Washington, D.C. – The federalism revolution was again the focus of the Supreme Court today, as the Justices considered the constitutionality of an expansive interpretation of the Clean Water Act. The disputed interpretation purports to allow the Army Corps of Engineers to regulate even “intrastate and isolated waters” that could “be used as habitat by . . . migratory birds which cross state lines.” The Corps claims authority under the federal government’s power to regulate interstate commerce. The U.S. Court of Appeals for the Seventh Circuit accepted this argument in Solid Waste Agency of Northern Cook County v. U.S. Army Corps of Engineers, leading to today’s appeal.
The Center for Individual Rights (CIR) submitted an amicus brief in the case, arguing to the Supreme Court that its holding earlier this year in U.S. v. Morrison – in which CIR successfully challenged the Violence Against Women Act’s (VAWA) civil rights remedy – governs the Solid Waste case. Morrison held that the feds cannot regulate non-economic activity under the Constitution’s Commerce Clause simply because the activity has some indirect effect on interstate commerce. Given that holding, “it would be . . . strange to suggest that Congress can regulate non-economic acts that have some long-range effect on the ability of birds or insects to travel in interstate commerce,” CIR’s brief argues. The brief notes that the Corps’ interpretation would allow it to regulate even backyard bird feeders visited by migratory birds.
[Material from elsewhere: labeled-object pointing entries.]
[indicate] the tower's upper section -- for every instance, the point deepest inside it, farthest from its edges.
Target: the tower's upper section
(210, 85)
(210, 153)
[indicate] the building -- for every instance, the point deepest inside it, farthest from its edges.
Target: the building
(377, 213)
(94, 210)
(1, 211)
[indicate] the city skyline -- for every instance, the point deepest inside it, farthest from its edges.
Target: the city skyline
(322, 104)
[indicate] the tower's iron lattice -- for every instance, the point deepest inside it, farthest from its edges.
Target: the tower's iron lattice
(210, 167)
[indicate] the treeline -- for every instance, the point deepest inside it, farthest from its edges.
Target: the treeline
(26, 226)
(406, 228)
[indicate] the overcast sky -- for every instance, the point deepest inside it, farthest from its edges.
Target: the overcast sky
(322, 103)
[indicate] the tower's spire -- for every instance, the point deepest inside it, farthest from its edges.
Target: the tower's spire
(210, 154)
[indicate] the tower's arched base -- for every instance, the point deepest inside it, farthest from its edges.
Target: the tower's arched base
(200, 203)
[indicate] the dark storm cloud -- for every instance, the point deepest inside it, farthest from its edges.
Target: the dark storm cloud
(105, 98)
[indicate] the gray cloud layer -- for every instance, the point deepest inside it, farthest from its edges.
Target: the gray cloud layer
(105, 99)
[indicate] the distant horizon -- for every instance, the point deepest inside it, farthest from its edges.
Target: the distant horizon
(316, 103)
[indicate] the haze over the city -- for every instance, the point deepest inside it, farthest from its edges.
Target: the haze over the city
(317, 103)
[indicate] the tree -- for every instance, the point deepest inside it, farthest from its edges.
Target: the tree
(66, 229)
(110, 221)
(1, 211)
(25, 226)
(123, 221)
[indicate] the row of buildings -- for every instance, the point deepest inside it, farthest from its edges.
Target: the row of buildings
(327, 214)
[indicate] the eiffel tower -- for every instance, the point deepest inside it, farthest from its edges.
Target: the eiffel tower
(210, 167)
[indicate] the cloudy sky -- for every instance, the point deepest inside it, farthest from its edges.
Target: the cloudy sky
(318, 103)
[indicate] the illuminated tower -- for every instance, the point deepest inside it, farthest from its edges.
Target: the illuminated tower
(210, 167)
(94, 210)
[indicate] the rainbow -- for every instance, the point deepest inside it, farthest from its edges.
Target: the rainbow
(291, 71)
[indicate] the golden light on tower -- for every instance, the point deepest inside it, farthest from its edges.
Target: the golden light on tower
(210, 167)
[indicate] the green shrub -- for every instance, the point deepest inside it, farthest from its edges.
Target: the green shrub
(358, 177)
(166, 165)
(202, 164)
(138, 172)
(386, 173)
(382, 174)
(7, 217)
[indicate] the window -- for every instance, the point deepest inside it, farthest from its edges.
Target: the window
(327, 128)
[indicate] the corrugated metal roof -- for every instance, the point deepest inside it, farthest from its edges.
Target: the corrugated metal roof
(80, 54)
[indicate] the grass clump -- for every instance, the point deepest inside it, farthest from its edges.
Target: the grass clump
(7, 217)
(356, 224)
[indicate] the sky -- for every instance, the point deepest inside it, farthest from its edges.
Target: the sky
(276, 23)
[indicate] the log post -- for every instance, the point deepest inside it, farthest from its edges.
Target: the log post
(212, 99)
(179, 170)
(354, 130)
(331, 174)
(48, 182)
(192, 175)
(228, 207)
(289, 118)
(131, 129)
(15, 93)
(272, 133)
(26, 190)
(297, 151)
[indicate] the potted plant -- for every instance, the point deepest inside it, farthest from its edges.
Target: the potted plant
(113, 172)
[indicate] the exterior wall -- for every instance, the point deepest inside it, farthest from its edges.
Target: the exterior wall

CIR General Counsel Michael Rosman, who argued Morrison before the Court, noted the irony in the Corps’ reasoning today: “Women cross state lines, but that alone was not enough to make VAWA’s civil rights remedy constitutional. It makes even less sense to say that the federal government can regulate any activity that affects birds, just because they can cross state lines.”
John Fehrenbach, co-author of CIR’s amicus brief, is at Winston & Strawn in Washington, D.C.